Sun Jul 4 23:02:14 PDT 2010

The X86-64 calling convention (annoyingly) specifies that "struct x { float a,b,c,d; }" is passed or returned in the low 2 elements of two separate XMM registers.   For example, returning that would return "a,b" in the low elements of XMM0 and "c,d" in the low elements of XMM1.  Both llvm-gcc and clang currently generate atrocious IR for these structs, which you can see if you compile this:

struct x { float a,b,c,d; };
struct x foo(struct x *P) { return *P; };

The machine code generated by llvm-gcc[*] for this is:

_foo:
	movl	(%rdi), %eax
	movl	4(%rdi), %ecx
	shlq	$32, %rcx
	addq	%rax, %rcx
	movd	%rcx, %xmm0
	movl	8(%rdi), %eax
	movl	12(%rdi), %ecx
	shlq	$32, %rcx
	addq	%rax, %rcx
	movd	%rcx, %xmm1
	ret

when we really just want:

_foo:
	movq	(%rdi), %xmm0
	movq	8(%rdi), %xmm1
	ret

I'm looking at having clang generate IR for this by passing and returning the two halfs as v2f32 values, which they are, and doing insert/extracts in the caller/callee.  However, at the moment, the x86 backend is passing each element of the v2f32 as an f32, instead of promoting the type and passing the v2f32 as the low two elements of the v4f32.  In the example above, this means it returns each element in XMM0,XMM1,XMM2,XMM3 instead of just XMM0/1.

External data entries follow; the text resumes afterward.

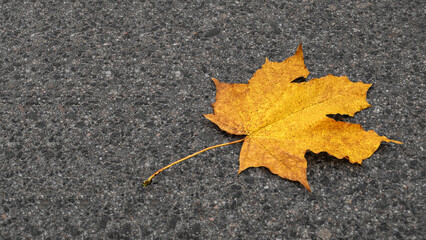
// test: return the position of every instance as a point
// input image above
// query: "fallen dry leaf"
(283, 119)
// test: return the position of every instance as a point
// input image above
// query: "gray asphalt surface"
(96, 96)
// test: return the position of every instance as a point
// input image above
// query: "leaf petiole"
(148, 181)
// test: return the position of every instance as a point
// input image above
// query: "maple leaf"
(283, 119)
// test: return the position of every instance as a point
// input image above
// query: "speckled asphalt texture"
(97, 95)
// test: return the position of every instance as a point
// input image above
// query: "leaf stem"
(148, 181)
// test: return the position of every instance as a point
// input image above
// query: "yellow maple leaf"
(283, 119)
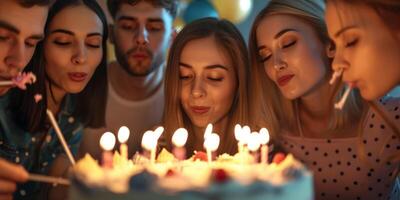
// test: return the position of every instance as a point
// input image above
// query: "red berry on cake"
(200, 155)
(278, 158)
(220, 176)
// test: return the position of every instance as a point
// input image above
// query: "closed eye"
(289, 44)
(265, 59)
(62, 43)
(215, 79)
(351, 43)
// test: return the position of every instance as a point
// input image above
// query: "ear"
(330, 50)
(111, 33)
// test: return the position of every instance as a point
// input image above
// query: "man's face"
(141, 34)
(20, 30)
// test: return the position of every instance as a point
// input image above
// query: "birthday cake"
(228, 177)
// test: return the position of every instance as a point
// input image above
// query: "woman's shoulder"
(391, 103)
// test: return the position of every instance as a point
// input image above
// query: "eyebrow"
(9, 27)
(71, 33)
(126, 18)
(337, 34)
(279, 34)
(215, 66)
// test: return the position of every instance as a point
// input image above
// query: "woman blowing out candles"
(206, 82)
(70, 64)
(351, 150)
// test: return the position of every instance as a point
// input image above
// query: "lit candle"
(245, 135)
(211, 143)
(239, 137)
(208, 130)
(254, 144)
(264, 139)
(123, 135)
(107, 142)
(179, 140)
(149, 142)
(158, 132)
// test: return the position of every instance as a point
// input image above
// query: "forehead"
(272, 24)
(339, 14)
(27, 20)
(142, 9)
(77, 19)
(203, 52)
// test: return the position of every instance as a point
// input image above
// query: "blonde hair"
(231, 41)
(277, 111)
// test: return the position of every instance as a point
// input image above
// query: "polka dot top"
(339, 173)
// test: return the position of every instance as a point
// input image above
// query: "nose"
(339, 63)
(278, 63)
(15, 59)
(80, 54)
(142, 36)
(198, 90)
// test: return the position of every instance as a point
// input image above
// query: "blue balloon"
(199, 9)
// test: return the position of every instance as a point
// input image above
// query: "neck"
(134, 88)
(318, 104)
(219, 127)
(55, 96)
(315, 110)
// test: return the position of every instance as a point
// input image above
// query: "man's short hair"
(170, 5)
(30, 3)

We already do this sort of vector promotion for operators in type legalization.  Is there any reason not to do it for the calling convention case?  Is there anyone interested in working on this? :)

-Chris

[*] Clang happens to generate good machine code for this case, but the IR is still awful and it falls down hard on other similar cases.